Iraqi soldiers help Fallujah’s youth, one child at a time
By Cpl. Mike Escobar
| 2nd Marine Division | May 02, 2005
FALLUJAH, Iraq --
One word describes the kids here: carefree. They run around the city streets, smiling and waving at the troops passing by, perhaps unaware of the immense responsibility resting on their small shoulders.
They are the future leaders of Iraq, soon to be in charge of managing the now-democratic nation’s affairs. What prospects await the liberated nation is in their tiny hands.
On May 2, Iraqi Security Forces and U.S. Marines here did their part to ensure these kids possessed the educational tools needed to become successful leaders.
“I am happy, because I see the kids smiling, and I know that I am helping the people of the city,” stated Iraqi Maj. Laith Jabbar Al Tememey, 1st Company commander, 1st Battalion, 2nd Brigade. “We are making sure they can have a better future.”
Marines with 1st Battalion, 6th Marine Regiment and the Iraqi soldiers visited several of Fallujah’s schools. They patrolled through the town, both on foot and mounted aboard trucks loaded with furniture and supplies, waving to the smiling schoolchildren as they passed by.
The convoy stopped every few blocks to let the Iraqi soldiers speak with teachers, headmasters and students to find out what supplies their schools needed. The faculty provided the troops with tours of their classrooms, showing them first hand the condition of the chalkboards and school desks. Additionally, the soldiers spoke to and interacted with the children.
After assessing the school, the troops offloaded chalkboards and desks from their trucks. They unpacked and nailed up the boards, while the schoolchildren helped bring desks inside.
For the schools that did not need new chalkboards and furniture, the soldiers left them boxes of writing supplies.
On the first day of Operation Blackboard, the troops visited seven schools and handed out approximately 28 blackboards, 40 desks and thousands of pens, pencils, and boxes of chalk.

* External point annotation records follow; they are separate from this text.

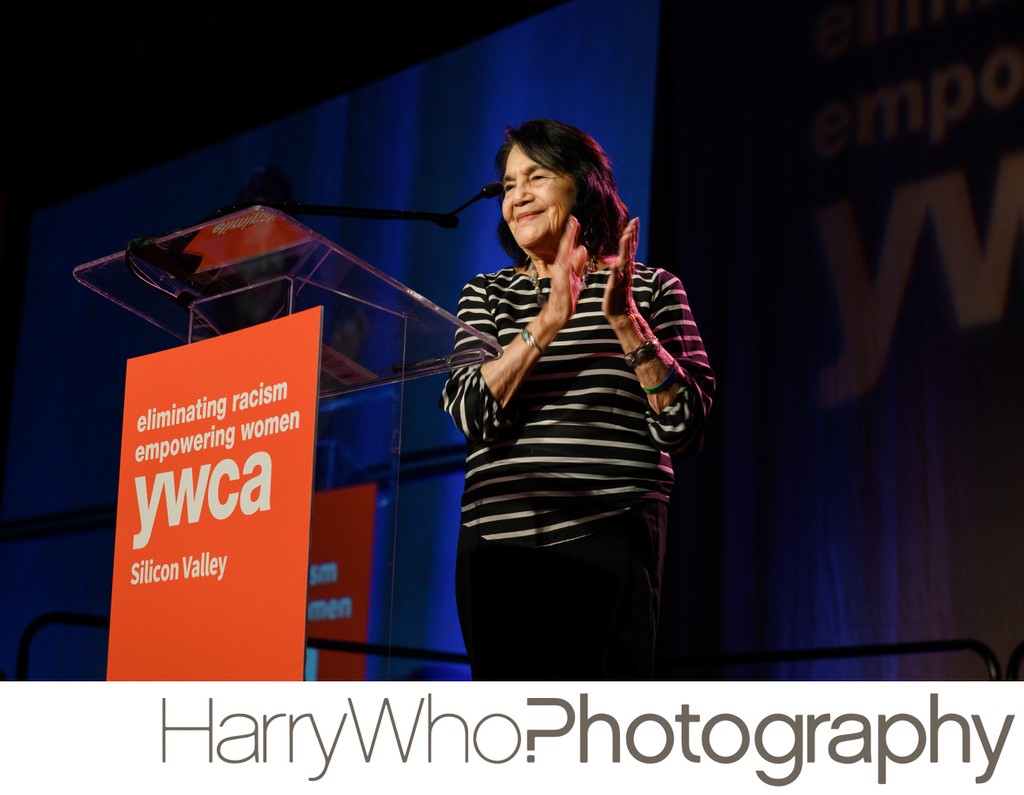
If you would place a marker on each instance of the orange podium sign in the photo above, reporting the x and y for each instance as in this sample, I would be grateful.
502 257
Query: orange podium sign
213 522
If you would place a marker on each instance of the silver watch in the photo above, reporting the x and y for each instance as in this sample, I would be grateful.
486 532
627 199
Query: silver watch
646 350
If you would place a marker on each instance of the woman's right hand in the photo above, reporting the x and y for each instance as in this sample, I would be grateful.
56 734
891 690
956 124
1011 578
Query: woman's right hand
566 276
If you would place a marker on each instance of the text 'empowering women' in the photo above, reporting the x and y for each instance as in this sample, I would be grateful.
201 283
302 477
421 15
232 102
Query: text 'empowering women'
206 424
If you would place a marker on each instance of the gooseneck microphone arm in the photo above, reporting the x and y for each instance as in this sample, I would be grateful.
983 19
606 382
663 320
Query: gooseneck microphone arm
446 220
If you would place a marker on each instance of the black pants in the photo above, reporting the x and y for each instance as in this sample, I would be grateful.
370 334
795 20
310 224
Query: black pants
584 610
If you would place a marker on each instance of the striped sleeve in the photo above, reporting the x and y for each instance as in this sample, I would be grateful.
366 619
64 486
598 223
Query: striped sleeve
466 396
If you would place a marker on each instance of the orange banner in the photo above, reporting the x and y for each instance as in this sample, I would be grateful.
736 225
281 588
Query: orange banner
340 579
212 545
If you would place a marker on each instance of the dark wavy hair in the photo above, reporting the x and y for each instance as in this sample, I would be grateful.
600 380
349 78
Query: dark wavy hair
569 151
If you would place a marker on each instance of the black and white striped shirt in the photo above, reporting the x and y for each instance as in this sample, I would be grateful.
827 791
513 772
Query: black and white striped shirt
578 445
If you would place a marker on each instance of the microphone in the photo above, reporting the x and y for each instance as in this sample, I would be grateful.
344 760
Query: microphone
489 191
445 220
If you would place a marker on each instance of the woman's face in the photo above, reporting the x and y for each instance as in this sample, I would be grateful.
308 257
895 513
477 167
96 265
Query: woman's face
537 204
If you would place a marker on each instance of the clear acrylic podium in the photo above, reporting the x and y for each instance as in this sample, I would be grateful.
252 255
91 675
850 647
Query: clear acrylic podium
259 263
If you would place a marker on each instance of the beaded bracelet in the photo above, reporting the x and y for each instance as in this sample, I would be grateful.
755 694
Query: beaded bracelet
669 380
527 337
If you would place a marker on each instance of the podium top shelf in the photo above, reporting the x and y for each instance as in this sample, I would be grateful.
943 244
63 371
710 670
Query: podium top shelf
258 263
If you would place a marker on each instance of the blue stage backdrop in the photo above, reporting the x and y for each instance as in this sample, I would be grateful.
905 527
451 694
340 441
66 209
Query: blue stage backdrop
839 185
422 139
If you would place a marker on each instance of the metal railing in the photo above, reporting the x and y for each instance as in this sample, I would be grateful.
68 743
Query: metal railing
663 665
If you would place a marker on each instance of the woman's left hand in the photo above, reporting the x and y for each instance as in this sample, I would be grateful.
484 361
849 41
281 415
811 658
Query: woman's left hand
619 291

At every school the troops visited, the faculty expressed their gratitude.
“Since Iraqi and U.S. forces started coming here, they’ve been helping us out,” stated Ali Jameel Hamen, the assistant headmaster at the Al-Aibid school here. “Before, the schools were in bad condition, because nobody took care of them. Now, I spend less time cleaning up, and have more to give to my kids and teachers.”
Hamen added that this sentiment is shared by educators throughout Iraq.
“We have a group called the ‘Love Bridge,’ which talks to all the teachers across the country and makes sure the kids have everything they need for a good education. With the help of the troops, we are helping rebuild the schools, and we are helping rebuild Iraq.”
The soldiers also shared the teachers’ joy at helping rebuild the nation.
“It is very good that we are giving away these school supplies,” said Pvt. Kazim Raad Dahell, a soldier with the ISF’s 1st Battalion, 2nd Brigade. “It will help the kids learn, so they can continue to rebuild Iraq.”
Al Tememey added that hopefully his soldiers’ actions today will encourage the adolescent boys attending many of these schools to consider helping shape their country’s future by enlisting in the Iraqi army or police forces upon completing their schooling.
Marine 1st Lt. Thomas Waller, Company B, 1st Battalion, 6th Marine Regiment’s executive officer, agreed.
“You have a bunch of children who in a few years are going to be fighting-age males. When it comes time for them to decide whether they want to be an insurgent or an Iraqi military member, they’ll look back to some of these experiences and say, ‘wow, I remember Iraqi military coming here and hanging chalkboards at my school, and they seemed to be pretty decent guys.’”
Waller added that today was only the beginning of Operation Blackboard. Over the next several months, the Iraqi soldiers and his Marines will continue visiting Fallujah’s schools to distribute more supplies and visit with the children.
Through these continued operations, the troops are helping make Iraq a safer place, one child at a time.
“I think the future of Iraq is going to be very beautiful,” stated Al Tememey. “The people are starting to believe in freedom. We (the soldiers) are ready to defend our country and help the kids, the future of Iraq.”